Individual-based taxonomy

From phenoscape

Representing evolutionary lineages using ontological individuals has some modeling advantages, and may be more realistic, compared with using a simple class hierarchy. We described some of the rationale in these ICBO conference proceedings. For the purposes of the Phenoscape KB, this model supports specification of the semantics of particular phenotype annotations: the phenotype applies to all members of a clade, is observed for some members, or is applied to the ancestor of the members.

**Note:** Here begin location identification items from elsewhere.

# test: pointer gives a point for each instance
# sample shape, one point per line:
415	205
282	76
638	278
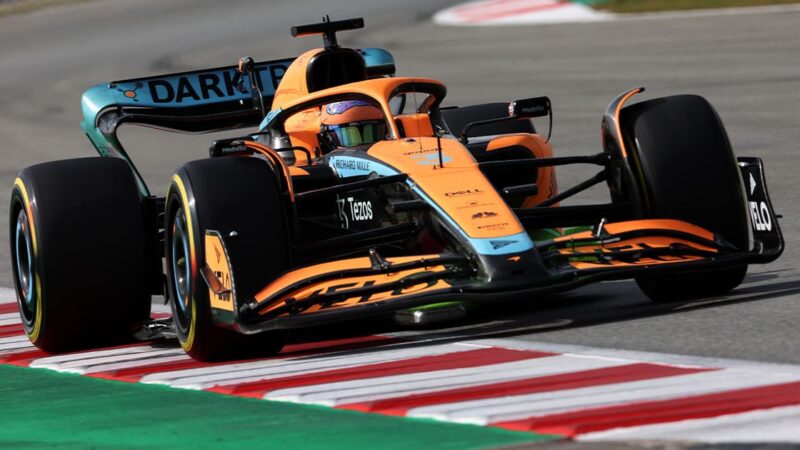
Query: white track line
777	425
541	404
63	363
207	377
640	356
371	389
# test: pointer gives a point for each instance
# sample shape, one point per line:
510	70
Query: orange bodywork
585	256
546	178
459	188
652	224
346	283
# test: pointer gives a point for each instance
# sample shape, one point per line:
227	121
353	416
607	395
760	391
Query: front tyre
238	197
686	170
78	244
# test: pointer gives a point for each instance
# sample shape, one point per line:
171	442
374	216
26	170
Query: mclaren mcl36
356	193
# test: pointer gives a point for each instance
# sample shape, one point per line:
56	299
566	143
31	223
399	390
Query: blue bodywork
198	101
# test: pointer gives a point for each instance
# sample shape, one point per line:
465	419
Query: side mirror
529	108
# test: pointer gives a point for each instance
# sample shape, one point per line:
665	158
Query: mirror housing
529	108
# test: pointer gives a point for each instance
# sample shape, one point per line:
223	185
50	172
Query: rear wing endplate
192	102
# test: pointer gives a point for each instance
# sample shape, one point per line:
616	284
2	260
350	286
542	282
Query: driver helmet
351	123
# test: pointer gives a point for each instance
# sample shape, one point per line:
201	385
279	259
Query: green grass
634	6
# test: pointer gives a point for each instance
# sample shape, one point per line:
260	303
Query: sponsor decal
474	204
207	86
493	226
501	244
217	262
417	152
463	192
353	210
131	93
432	158
484	215
409	289
351	164
759	213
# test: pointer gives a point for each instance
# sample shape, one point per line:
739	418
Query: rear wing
198	101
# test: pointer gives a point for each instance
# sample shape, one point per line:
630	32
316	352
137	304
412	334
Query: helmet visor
362	133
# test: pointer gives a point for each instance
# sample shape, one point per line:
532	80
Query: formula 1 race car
359	194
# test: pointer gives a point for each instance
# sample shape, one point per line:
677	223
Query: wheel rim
181	268
23	250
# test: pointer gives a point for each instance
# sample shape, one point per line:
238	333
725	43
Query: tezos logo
463	192
351	210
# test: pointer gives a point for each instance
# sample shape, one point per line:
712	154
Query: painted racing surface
548	391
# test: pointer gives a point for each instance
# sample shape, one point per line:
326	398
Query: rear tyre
232	195
686	170
77	240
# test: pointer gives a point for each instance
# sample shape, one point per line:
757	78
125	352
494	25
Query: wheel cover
23	252
181	269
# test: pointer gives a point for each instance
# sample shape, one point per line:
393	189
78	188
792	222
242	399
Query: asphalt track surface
748	66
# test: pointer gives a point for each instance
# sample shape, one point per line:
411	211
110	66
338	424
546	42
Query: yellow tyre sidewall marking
189	342
35	331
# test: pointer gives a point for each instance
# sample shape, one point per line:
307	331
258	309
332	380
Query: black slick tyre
238	197
77	240
686	170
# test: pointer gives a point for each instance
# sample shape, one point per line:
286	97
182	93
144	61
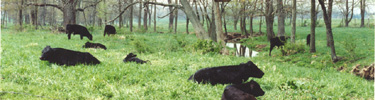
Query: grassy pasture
300	76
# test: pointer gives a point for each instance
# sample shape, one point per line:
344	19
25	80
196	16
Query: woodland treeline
209	18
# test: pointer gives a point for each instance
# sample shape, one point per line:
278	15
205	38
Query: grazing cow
77	29
234	74
246	91
109	29
67	57
308	40
133	58
94	45
277	41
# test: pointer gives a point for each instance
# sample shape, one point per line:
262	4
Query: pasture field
300	76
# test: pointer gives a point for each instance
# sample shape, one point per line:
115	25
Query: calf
109	29
94	45
246	91
308	40
67	57
234	74
277	41
77	29
133	58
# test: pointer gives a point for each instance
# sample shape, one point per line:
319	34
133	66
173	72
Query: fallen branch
27	94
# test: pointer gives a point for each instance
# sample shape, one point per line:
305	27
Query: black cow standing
94	45
277	41
234	74
246	91
308	40
133	58
77	29
109	29
67	57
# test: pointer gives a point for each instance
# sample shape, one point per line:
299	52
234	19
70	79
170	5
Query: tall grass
297	76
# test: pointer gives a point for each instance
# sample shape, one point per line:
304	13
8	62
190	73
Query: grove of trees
208	18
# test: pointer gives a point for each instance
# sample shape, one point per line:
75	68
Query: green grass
314	75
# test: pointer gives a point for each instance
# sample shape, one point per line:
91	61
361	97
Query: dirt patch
366	72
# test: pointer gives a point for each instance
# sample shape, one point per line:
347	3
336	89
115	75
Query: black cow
77	29
234	74
133	58
94	45
109	29
67	57
277	41
246	91
308	40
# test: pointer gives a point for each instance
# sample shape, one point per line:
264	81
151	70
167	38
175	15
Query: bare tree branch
43	5
92	5
145	3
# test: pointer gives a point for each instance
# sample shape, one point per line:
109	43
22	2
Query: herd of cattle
232	74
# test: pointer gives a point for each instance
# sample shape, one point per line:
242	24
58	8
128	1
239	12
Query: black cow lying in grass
94	45
77	29
67	57
133	58
246	91
308	40
277	41
109	29
234	74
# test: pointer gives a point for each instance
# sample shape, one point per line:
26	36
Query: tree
363	8
171	17
280	18
294	15
312	29
131	17
269	19
69	9
327	20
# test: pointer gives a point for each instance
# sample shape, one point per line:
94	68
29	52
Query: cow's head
46	53
252	70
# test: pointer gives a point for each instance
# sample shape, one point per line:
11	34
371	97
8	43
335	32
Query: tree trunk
294	15
176	18
187	25
140	14
280	18
327	20
34	15
251	18
218	25
131	17
155	17
20	21
119	10
235	21
269	19
145	17
171	17
69	12
198	27
212	28
312	29
363	7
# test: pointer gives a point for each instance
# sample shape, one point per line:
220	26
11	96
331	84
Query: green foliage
141	46
181	40
294	48
350	47
206	46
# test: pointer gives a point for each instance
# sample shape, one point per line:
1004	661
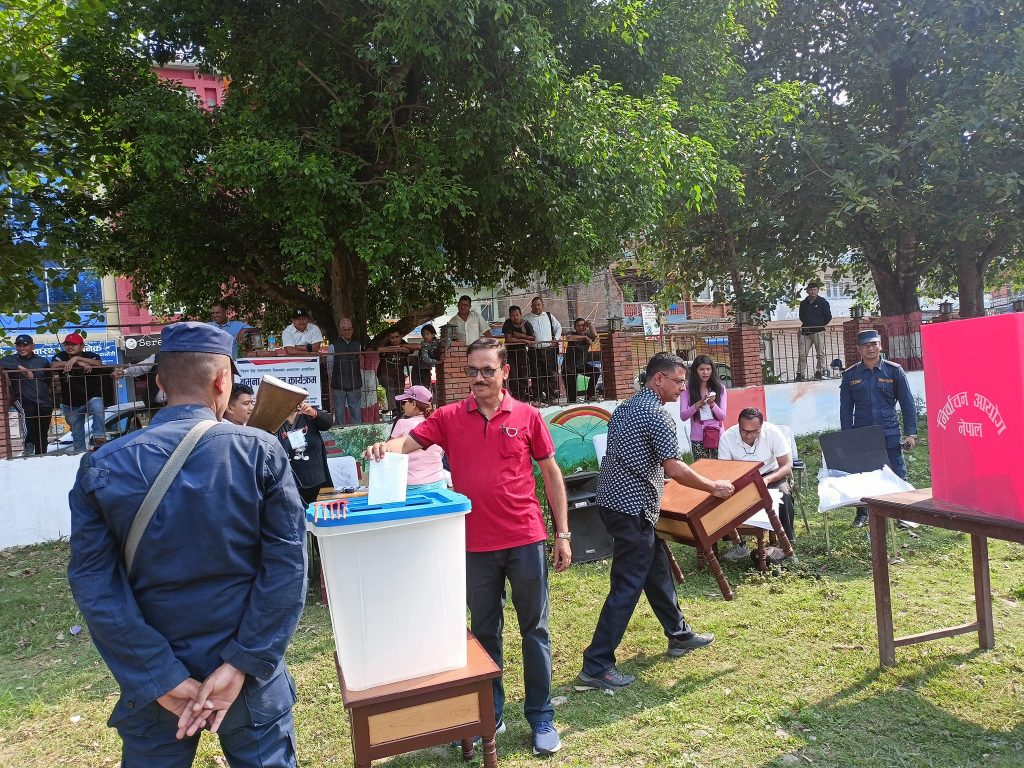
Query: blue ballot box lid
418	504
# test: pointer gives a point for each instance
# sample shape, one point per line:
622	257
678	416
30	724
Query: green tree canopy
369	160
915	152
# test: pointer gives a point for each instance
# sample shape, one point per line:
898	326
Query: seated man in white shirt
754	439
302	337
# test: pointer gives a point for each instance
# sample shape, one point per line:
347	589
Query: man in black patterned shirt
642	450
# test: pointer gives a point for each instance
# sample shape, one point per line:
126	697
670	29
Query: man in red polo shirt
492	439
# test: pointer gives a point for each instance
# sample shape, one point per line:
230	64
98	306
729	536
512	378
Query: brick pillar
6	449
744	356
617	370
452	382
850	330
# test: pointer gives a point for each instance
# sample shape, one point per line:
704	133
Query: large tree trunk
895	278
970	281
349	283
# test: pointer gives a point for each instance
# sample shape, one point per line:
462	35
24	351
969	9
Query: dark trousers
570	383
544	370
518	383
639	564
526	570
37	424
394	384
257	732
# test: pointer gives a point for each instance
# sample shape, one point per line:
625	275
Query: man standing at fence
642	451
468	325
346	377
867	396
518	333
84	378
814	315
195	627
493	440
30	379
544	352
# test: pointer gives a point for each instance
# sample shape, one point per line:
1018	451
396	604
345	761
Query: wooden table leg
489	754
883	597
776	524
982	592
716	568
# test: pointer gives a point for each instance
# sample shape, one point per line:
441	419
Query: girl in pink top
704	402
425	470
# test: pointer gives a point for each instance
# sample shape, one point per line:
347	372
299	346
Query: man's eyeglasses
487	373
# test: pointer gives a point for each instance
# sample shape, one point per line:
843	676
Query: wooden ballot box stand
429	711
698	519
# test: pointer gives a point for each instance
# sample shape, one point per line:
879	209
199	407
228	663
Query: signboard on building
641	314
299	372
140	347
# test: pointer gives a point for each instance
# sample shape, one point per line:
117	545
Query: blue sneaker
546	739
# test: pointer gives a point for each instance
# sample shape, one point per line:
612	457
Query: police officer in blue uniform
195	632
868	394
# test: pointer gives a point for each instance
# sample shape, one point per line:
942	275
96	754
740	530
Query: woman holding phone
704	402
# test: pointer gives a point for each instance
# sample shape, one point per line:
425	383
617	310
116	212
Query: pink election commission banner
974	383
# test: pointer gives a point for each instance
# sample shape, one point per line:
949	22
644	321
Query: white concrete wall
35	489
35	499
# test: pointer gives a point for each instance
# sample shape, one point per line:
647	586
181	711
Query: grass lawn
793	678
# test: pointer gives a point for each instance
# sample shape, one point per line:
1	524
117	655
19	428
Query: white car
118	420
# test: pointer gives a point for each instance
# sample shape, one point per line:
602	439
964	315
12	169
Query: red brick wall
616	366
744	356
452	382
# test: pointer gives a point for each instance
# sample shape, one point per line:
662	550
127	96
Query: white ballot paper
388	478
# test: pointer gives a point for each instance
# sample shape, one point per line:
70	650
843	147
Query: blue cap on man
197	337
866	337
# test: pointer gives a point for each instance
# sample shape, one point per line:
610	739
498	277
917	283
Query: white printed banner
300	372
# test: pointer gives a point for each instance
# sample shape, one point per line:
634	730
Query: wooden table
919	506
426	711
698	519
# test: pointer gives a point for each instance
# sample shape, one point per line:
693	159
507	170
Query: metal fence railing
787	354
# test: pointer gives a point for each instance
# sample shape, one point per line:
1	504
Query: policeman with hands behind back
867	396
195	629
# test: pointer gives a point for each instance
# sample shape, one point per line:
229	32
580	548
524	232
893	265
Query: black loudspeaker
855	451
591	541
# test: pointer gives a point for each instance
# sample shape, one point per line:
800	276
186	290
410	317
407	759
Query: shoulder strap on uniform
159	489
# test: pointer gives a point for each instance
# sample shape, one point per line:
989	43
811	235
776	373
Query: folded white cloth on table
839	489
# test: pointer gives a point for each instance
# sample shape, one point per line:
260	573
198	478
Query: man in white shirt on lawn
754	439
302	337
544	351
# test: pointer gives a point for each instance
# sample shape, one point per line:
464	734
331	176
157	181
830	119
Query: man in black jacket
814	315
30	379
346	376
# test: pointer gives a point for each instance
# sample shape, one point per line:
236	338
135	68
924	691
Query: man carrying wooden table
642	450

In the KB build process, the VTO taxon class hierarchy is translated into a relationship graph. For every class relationships such as

Class: Ictaluridae
    SubClassOf: Siluriformes

individuals with the same IDs (using OWL punning) are created with a relationship such as:

Individual: Ictaluridae
    Facts: subCladeOf Siluriformes

The properties used in the evolutionary lineage model are currently held in the Phenoscape KB vocabulary ontology (a holding place for KB-specific and preliminary terms). These include the inverse property pairs subCladeOf/containsClade (taxon to taxon) and memberOf/hasMember (organism to taxon/taxon to organism). subCladeOf is transitive, and also a member of a given taxon is inferred to be a member of all taxa containing that taxon (using a property chain).

Comparison with CDAO tree model

The Comparative Data Analysis Ontology (CDAO) includes classes and properties for modeling phylogenetic trees which are different from the ones used here. We distinguish between models of information artifacts (e.g. a phylogeny produced by a particular analysis), such as is described by CDAO, and models of evolutionary lineages in nature. Obviously they are tightly related; the former is used to make hypotheses about the latter. However, the type of reasoning we would like to enable for each may be slightly different. The usefulness of this distinction is not yet well developed, however one example is that for a phylogenetic tree information artifact we can state that we know all of the nodes descending from a given node; i.e. we can close some of the open world.